• Welcome to the new Internet Infidels Discussion Board, formerly Talk Freethought.

MovieBob: Brie Larson is mostly right about needing more diversity in critics

Underseer

Contributor
Joined
May 29, 2003
Messages
11,413
Location
Chicago suburbs
Basic Beliefs
atheism, resistentialism


The problem is that Brie Larson implies that movies marketed at women would automatically get higher reviews if there were more female film critics, and I agree with MovieBob, that simply isn't the case.

Imagine for a moment that Hollywood tried to make a movie starring mostly Asian-Americans that told a story from an Asian-American perspective that was intended to appeal to Asian-Americans, and the movie made use of that "Asians are exotic" crap that most Asian-Americans find really annoying. In that case, such a movie would no doubt receive lower marks if there were more Asian-American film critics because white film critics are probably less likely to recognize that and recognize why Asian-Americans find that annoying.

I can certainly imagine those Madea movies getting lower ratings if there were more African-American critics.

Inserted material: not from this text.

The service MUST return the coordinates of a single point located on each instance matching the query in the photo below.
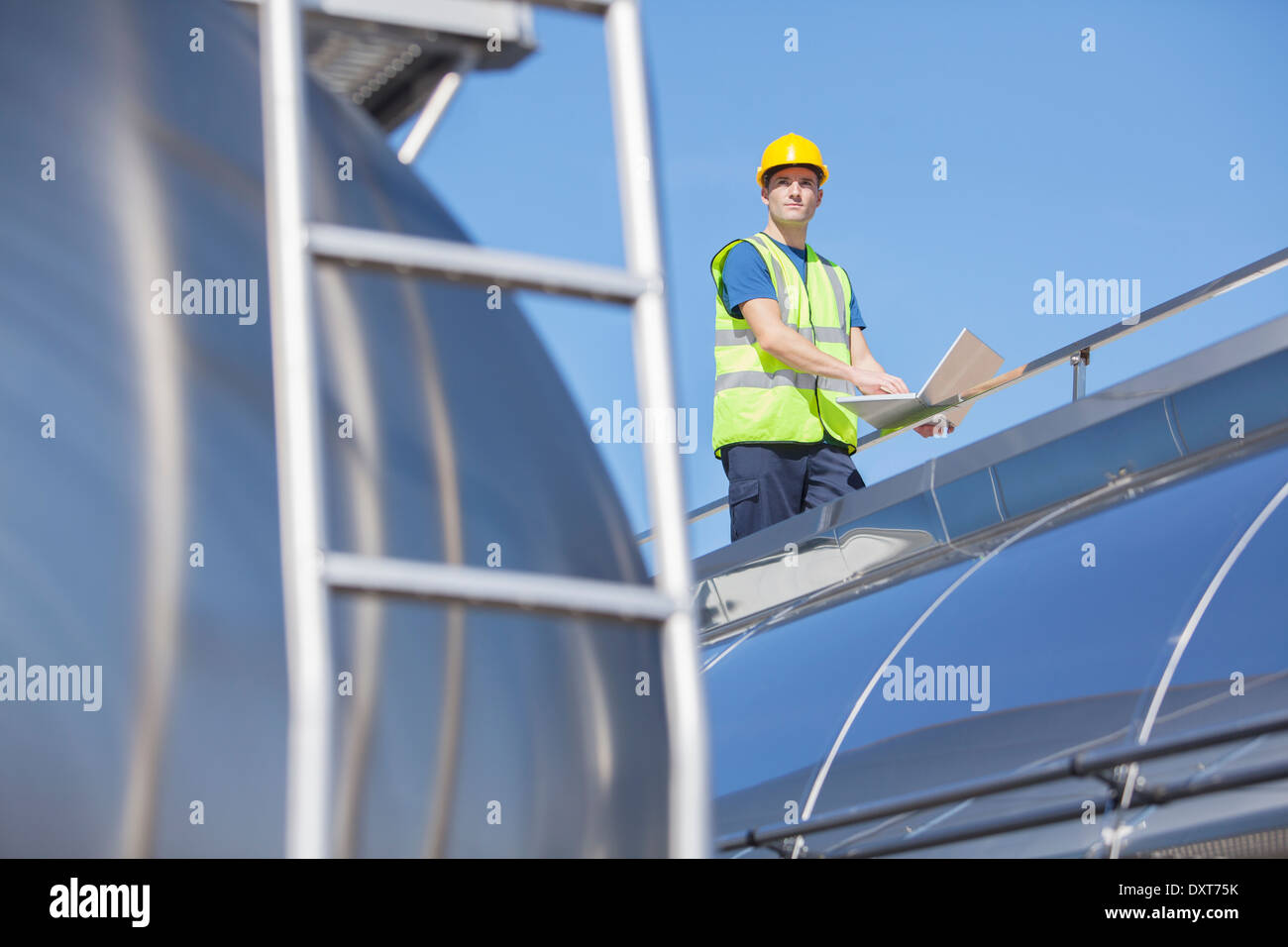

The point to having more diversity among critics is not to get automatic higher ratings to movies that target certain demographics, it's to have more diversity in points of view in discussions about movies, and that genuinely has value.

One example MovieBob gives is a Japanese movie that is mostly silly over-the-top violence (the kind of schlocky movie that MovieBob adores), but he completely missed a certain subtext in the movie until he read reviews from Japanese or Japanese-Americans (hey, I would have completely missed this subtext even though I'm half Japanese).

There is a group of Japanese who are the descendants of Japanese who spent their childhood in Japanese-occupied China during WW2. Sometimes they don't get treated very well because they are regarded as "too Chinese" even though there's really no appreciable difference (every culture has its own stupidities when it comes to the "us vs them" concepts, and the Japanese can get downright bizarre on that point).

Anyway, having different perspectives among critics can genuinely bring observations to reviews that might otherwise go unnoticed if there is less diversity among critics.

For example, I enjoyed hearing from African-American YouTube movie critics explain why Black Panther would have far more positive impact on African-American children than the typical "slave epic" or "racism is bad" movie that Hollywood makes when they want to make an Oscar-bait "black" movie that appeals to the typical movie critic.

So Bree Larson was right: we do need more diversity among movie critics, but perhaps not entirely for the reason that she gave.
 
My opinion on movie critics is twofold:

1) They are just as diverse as films being viewed today.

2) Considering the subjective nature of a movie review, being a critic is one of the most superfluous professions around. I think Moviebob touched on this a while back as well.

The bit I agree mostly with Moviebob in that clip is his growing unease towards films being rated by one all encompassing arbitrary score, using his love of Dead or Alive as an example. However, I think Bob is part of the problem here. One reason why user ratings are used as a measurement of how good a movie is is the huge disparity between attitudes between the average viewer and a "critic". Star Trek Discovery vs The Orville is the most recent example I can think of. So unless critics reflect attitudes of most viewers, I don't see that changing. And I don't see an injection of "diversity" fixing that.
 
My opinion on movie critics is twofold:

1) They are just as diverse as films being viewed today.

2) Considering the subjective nature of a movie review, being a critic is one of the most superfluous professions around. I think Moviebob touched on this a while back as well.

The bit I agree mostly with Moviebob in that clip is his growing unease towards films being rated by one all encompassing arbitrary score, using his love of Dead or Alive as an example. However, I think Bob is part of the problem here. One reason why user ratings are used as a measurement of how good a movie is is the huge disparity between attitudes between the average viewer and a "critic". Star Trek Discovery vs The Orville is the most recent example I can think of. So unless critics reflect attitudes of most viewers, I don't see that changing. And I don't see an injection of "diversity" fixing that.

I'm inherently suspicious of user reviews given the tendency of white supremacists alt-right free speech warriors to use 'bots to influence those numbers in times past.

I know how to map from what certain critics like to what I'm likely to enjoy, but I don't know which films triggered the alt-right at any given moment. So the critics are more reliable, but to be honest, I don't watch, listen to, or read film critics to figure out what movies to watch. I pay attention to film critics because they tend to notice things about movies that I miss, and that's exactly the kind of thing that could benefit from more diversity.